Twins stars making cases to be MVP, Cy Young candidates
Ask any Twins fan what their favorite team to watch in the last two decades has been and they'll probably say it was the 2001 squad that started 54-27 or the 2006 team that won 71 of its final 104 games after being eight games under .500 in early June.
It was the 2006 team that roared back to win the AL Central over the Tigers and White Sox, only to be swept out of the playoffs by the Oakland Athletics. Regardless, the '06 team pulled off the rare feat of having tandem MVP and Cy Young award winners.
Justin Morneau was voted the AL MVP and Johan Santana won the AL Cy Young award. Since then, a team winning both awards has happened just twice. The Dodgers did it thanks to Clayton Kershaw winning the 2014 Cy Young and MVP awards, and the 2013 Tigers made it happen with Miguel Cabrera (MVP) and Max Scherzer (Cy Young).
It happened just four times between 1991 and 2005, and only 13 times between 1957 and 1990.
It's early, but there's no reason the Twins couldn't do it again this summer with Jake Odorizzi surprising the baseball world as a Cy Young candidate, and the likes of Eddie Rosario and Jorge Polanco doing enough to be MVP candidates.
Jake Odorizzi's Cy Young resume
- ERA: 2.16 (1st in AL)
- WAR: 1.9 (4th in AL)
- WHIP: 0.99 (3rd in AL)
- BAA: .184 (2nd in AL)
- OBP: .259 (4th in AL)
- SLG: .261 (1st in AL)
Odorizzi has some stiff competition in the AL Cy Young race, including Houston ace Justin Verlander.
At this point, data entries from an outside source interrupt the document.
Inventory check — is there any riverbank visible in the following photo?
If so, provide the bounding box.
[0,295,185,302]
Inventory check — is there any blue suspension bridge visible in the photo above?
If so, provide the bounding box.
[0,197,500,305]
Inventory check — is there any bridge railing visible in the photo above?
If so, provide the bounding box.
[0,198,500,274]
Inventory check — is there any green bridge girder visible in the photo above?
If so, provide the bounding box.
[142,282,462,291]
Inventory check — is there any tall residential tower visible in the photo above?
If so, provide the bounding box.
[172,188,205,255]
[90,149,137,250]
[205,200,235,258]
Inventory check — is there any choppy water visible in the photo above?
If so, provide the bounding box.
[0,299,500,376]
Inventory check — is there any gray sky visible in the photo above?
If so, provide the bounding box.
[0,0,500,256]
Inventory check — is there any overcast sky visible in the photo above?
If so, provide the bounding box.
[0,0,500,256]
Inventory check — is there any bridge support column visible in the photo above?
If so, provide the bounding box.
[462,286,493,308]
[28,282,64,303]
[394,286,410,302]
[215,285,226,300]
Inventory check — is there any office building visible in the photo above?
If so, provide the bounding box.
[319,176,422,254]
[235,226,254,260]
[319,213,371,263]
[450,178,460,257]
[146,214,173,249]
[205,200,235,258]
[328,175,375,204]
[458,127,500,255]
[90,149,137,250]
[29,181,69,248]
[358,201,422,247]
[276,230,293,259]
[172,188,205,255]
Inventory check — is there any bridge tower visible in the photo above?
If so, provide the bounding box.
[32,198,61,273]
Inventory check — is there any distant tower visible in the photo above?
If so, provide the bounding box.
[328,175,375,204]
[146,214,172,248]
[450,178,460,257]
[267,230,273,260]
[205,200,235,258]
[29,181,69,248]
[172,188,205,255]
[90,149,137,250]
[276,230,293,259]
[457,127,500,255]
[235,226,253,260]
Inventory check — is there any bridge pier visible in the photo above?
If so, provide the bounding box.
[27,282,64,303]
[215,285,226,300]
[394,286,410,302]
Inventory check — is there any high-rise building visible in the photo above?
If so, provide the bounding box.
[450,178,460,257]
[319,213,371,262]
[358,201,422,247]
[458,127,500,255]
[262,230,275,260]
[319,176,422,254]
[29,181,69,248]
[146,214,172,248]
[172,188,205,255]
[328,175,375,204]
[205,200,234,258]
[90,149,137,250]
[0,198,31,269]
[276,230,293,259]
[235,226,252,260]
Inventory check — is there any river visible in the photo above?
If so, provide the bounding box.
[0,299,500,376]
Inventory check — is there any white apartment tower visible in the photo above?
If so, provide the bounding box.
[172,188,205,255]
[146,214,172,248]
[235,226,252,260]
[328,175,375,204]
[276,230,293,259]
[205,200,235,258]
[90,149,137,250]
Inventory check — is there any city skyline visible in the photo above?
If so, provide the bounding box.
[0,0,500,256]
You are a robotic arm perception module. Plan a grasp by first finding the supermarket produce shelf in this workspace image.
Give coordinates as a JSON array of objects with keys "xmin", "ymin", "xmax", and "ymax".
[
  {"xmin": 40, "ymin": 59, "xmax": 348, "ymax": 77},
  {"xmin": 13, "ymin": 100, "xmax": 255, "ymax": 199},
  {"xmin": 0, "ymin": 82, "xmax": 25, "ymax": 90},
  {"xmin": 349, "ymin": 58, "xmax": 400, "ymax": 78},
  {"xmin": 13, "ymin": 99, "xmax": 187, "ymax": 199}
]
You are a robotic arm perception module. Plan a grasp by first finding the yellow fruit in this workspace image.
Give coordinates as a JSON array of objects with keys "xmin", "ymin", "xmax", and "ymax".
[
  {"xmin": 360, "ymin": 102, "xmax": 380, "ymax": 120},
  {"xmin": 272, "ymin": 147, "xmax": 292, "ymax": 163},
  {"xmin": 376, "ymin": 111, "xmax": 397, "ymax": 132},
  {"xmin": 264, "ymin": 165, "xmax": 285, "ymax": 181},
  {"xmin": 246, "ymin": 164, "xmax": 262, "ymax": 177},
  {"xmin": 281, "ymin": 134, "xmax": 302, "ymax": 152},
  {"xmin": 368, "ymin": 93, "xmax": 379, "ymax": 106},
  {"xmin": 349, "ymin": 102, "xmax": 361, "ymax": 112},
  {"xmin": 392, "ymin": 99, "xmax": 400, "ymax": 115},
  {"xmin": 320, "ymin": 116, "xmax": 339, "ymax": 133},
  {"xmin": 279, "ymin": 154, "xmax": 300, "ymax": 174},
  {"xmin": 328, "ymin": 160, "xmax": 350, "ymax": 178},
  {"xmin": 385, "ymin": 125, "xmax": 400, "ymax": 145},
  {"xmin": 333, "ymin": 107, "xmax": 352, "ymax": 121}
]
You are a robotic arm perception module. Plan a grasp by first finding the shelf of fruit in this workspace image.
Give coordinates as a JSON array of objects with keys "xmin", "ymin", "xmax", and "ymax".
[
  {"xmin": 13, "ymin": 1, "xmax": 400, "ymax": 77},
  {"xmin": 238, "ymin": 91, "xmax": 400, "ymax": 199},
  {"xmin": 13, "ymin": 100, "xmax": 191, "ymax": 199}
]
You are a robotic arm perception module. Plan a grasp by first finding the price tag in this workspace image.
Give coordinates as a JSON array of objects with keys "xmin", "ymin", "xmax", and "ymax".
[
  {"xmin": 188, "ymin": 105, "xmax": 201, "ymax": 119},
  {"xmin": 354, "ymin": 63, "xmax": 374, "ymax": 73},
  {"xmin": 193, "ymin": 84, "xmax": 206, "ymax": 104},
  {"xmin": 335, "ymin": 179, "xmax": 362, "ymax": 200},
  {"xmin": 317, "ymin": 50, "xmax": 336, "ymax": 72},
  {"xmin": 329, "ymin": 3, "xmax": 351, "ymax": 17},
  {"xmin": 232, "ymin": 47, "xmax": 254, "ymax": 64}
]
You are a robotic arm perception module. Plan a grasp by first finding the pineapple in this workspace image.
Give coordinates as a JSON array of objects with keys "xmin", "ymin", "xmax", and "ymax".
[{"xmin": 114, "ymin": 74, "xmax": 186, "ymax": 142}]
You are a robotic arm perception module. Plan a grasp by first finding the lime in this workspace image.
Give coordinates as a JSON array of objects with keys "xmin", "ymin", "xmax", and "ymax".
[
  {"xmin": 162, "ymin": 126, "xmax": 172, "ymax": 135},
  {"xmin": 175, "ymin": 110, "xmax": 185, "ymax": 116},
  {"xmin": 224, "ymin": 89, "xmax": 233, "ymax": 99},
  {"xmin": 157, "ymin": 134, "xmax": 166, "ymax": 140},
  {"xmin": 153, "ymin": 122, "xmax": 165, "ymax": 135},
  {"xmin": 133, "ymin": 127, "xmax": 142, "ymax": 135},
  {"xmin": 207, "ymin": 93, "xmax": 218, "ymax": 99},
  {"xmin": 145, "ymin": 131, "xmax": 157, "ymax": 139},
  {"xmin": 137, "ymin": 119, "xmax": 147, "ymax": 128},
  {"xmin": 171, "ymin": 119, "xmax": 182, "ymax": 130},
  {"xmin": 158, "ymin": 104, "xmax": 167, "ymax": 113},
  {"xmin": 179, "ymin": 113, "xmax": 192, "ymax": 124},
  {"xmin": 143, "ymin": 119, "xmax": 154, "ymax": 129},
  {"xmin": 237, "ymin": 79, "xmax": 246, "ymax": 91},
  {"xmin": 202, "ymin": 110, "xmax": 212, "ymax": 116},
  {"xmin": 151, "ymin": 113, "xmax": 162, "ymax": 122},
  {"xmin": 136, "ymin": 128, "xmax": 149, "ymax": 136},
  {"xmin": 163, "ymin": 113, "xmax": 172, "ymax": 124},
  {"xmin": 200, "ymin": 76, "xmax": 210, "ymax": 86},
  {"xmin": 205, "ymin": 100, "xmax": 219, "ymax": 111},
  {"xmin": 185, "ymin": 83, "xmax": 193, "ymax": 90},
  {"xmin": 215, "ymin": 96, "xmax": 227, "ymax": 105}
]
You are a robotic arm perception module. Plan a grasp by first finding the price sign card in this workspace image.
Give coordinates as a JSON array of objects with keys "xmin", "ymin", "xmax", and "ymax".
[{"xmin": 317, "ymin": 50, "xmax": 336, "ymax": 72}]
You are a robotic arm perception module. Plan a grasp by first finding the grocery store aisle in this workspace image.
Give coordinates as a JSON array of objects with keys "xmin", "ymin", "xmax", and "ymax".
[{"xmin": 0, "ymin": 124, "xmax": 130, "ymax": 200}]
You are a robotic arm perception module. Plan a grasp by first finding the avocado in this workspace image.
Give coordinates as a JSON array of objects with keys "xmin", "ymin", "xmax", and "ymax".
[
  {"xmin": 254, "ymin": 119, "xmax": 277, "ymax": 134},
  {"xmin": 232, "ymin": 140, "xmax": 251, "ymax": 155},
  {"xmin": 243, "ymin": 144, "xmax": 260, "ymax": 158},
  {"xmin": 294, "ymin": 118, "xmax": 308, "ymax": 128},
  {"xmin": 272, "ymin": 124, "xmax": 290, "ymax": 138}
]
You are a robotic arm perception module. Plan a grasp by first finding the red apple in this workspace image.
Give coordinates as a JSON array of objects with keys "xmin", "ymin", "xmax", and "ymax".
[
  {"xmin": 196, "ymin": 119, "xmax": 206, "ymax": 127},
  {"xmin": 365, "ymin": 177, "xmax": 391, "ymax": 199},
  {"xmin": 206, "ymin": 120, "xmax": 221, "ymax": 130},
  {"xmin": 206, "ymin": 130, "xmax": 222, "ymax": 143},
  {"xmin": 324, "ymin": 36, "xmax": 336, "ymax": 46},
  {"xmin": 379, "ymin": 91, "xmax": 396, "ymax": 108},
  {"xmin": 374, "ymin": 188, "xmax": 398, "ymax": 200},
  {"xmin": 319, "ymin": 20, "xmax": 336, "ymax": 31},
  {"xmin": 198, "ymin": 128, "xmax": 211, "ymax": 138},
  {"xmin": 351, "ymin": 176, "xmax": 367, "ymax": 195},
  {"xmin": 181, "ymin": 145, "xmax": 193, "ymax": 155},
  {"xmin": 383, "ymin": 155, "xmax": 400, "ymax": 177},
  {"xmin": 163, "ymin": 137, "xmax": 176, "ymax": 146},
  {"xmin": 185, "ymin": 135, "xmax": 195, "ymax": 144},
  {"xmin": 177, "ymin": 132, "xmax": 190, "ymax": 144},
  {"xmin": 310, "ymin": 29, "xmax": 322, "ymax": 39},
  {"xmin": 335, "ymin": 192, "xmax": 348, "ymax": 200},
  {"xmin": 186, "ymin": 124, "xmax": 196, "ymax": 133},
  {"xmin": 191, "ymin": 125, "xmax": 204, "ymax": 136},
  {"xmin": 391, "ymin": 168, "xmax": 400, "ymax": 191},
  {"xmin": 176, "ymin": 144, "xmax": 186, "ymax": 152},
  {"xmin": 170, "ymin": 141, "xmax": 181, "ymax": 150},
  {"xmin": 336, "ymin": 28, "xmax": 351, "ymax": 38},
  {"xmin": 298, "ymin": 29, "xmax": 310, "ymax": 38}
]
But Odorizzi has been phenomenal without piling up strikeouts at the rate that a guy like Verlander does, which makes his opponents' batting average, on-base and slugging percentages even more impressive.
The one thing going against Odorizzi is that he has just four quality starts (36 percent of his starts), largely due to manager Rocco Baldelli pulling him in the sixth inning when he's yet to reach 100 pitches.
Odorizzi has a 0.94 ERA in five May starts, and he's allowed just six runs over his last eight starts.
Jorge Polanco's MVP resume
- AVG: .335 (2nd in AL)
- OBP: .408 (3rd in AL)
- SLG: .594 (4th in AL)
- OPS: 1.002 (5th in AL)
- Hits: 66 (1st in AL)
- 2B: 14 (t-5th in AL)
- 3B: 5 (3rd in AL)
- XBH: 28 (t-1st in AL)
- WAR: 3.4 (t-1st in AL)
The switch-hitter is top five in the American League in nine offensive categories, including tied first with Mike Trout in WAR (Wins Above Replacement). Look across the league and you won't find many players on winning teams doing what Polanco is. In fact, there's only one, and he – Houston's George Springer – was just recently placed on the injured list.
Eddie Rosario's MVP resume
If the MVP vote were held today, Rosario would lose votes to Polanco. But that doesn't mean Rosario can't catch Polanco. All he really needs to do is avoid massive slumps.
On April 20, Rosario was slashing .300/.347/.743 and then slumped with just eight hits in his next 59 at-bats, causing his slash line to free fall to .225/.263/.535 on May 7. But since May 8 he's been a monster again, pushing his numbers back up to .285/.316/.565 with 16 homers and 45 RBI.
He's second in the league in homers, first in RBI, fifth in runs (37) and seventh in slugging percentage, all while playing Gold Glove-caliber defense in left field.
Rosario has made just one error and his four outfield assists is tied with Kansas City's Alex Gordon for most among MLB left fielders.
With the best record in baseball (36-16), these Twins players deserve as much or more attention as any star in the big leagues.